Lächelnd hob ich die Kleidungsstücke auf, die überall im Zimmer
verstreut lagen, und legte sie über den Stuhl, der an einer Seite des Bettes
stand. Als ich Andrés Anzugjacke hochhob, fiel etwas zu Boden. Es war
seine Brieftasche. Sie hatte sich geöffnet, und ein paar Papiere waren
herausgerutscht. Geldmünzen rollten über das Parkett.
Ich kniete mich auf den Boden, um die Münzen aufzusammeln, und
hörte, wie André gut gelaunt im Bad sang. Lächelnd steckte ich die Münzen
in das vordere Fach zurück und wollte gerade die Papiere, die hinten aus der
Brieftasche herausragten, wieder zurückschieben, als ich das Photo
bemerkte. Ich dachte erst, es sei ein Photo von André, und zog es neugierig
heraus. Und dann blieb mein Herz für einen schrecklichen Augenblick
stehen.
Ich kannte das Bild. Es zeigte eine Frau in einem grünen Kleid, die in die
Kamera lächelte. Es zeigte mich.
Ich starrte einige Sekunden verständnislos auf das Photo in meiner Hand,
und dann stürzten die Gedanken kaskadengleich ineinander, und Hunderte
kleiner Momentaufnahmen fügten sich zu einem großen Ganzen.

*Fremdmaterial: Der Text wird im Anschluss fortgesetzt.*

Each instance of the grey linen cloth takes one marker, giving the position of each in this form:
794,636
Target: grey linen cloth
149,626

Dieses Bild hatte ich meinem Brief an Robert Miller beigelegt. Es befand
sich in Andrés Brieftasche. André, der mich auf dem Verlagsflur abgefertigt
hatte. André, der den Antwortbrief von Robert Miller bei mir zu Hause in
den Briefkasten geworfen hatte, weil dieser angeblich meine Adresse
verloren hatte. André, der lachend und scherzend in der Coupole saß und
genau wußte, daß Robert Miller dort niemals auftauchen würde. André, der


mir kein Wort von der Lesung gesagt hatte - dem einzigen Termin, an dem
Miller wirklich in Paris gewesen war - und der nicht schnell genug den
sichtlich verwirrten Autor von mir wegzerren konnte. André, der mit einem
Blumenstrauß im Temps des Cerises auftauchte, just in dem Moment, als
Miller seinen Agenten damit beauftragt hatte, abzusagen.
Miller?! Ha!
Wer weiß, wer der Mann war, der im Auftrag von Monsieur Chabanais
bei mir angerufen hatte. Und der Brief von Robert Miller? Wie hatte mir der
Autor antworten können, wenn er meinen Brief niemals erhalten hatte?
Und plötzlich erinnerte ich mich an etwas. Etwas, das ich bereits nach der
Lesung bemerkt hatte, ohne es wirklich einordnen zu können.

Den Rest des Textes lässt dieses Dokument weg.